Besides shopping in Matagalpa I ventured out on a little walk in the cloudforest nearby. even though this cloudforest covers a large portion of the surrounding land, a lot of it is privately owned by coffee farms, etc. so walking routes are rare apparently. I had to take a chicken bus (american schoolbuses repainted and spruced up for public transport in c. america) towards Jinotega and asked the driver to drop me to get to the Black Forest.
The moment I stepped out I was faced with an old, rusty tank and a sign indicating a path towards a hotel.
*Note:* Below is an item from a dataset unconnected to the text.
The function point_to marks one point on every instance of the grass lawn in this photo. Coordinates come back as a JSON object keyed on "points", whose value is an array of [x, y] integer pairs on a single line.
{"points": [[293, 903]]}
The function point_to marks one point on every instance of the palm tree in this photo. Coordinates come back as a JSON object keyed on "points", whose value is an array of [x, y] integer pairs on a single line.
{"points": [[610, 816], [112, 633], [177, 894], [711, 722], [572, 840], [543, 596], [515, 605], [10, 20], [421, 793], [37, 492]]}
Unsure of if this was the right way I simply decided to hoof it a few km and see how it went. Luckily this walk was extremely pleasant with really lush greenery about and offshooting paths onto private coffee farms so I could get an upclose look. There was something very magical and charming about the cloudforest there. It was something about the combination of a mountainly breeze with the fluttering sounds and glimpses of hummingbirds...I just felt very content. After my walk I turned around and headed back to the main road and ended up waiting at least an hour or more for a bus that wasn´t totally full. I nearly decided to hitch a ride back again, but reminded myself it wasn´t the middle east. So instead I waited patiently with an elderly Nicaraguan woman thinking to myself "it´s okay, we´re in this together!" only to watch her half an hour later try to catch a ride in a truck and pretty much jumped into the back of the car without a word to me to come along. We were no longer friends after that.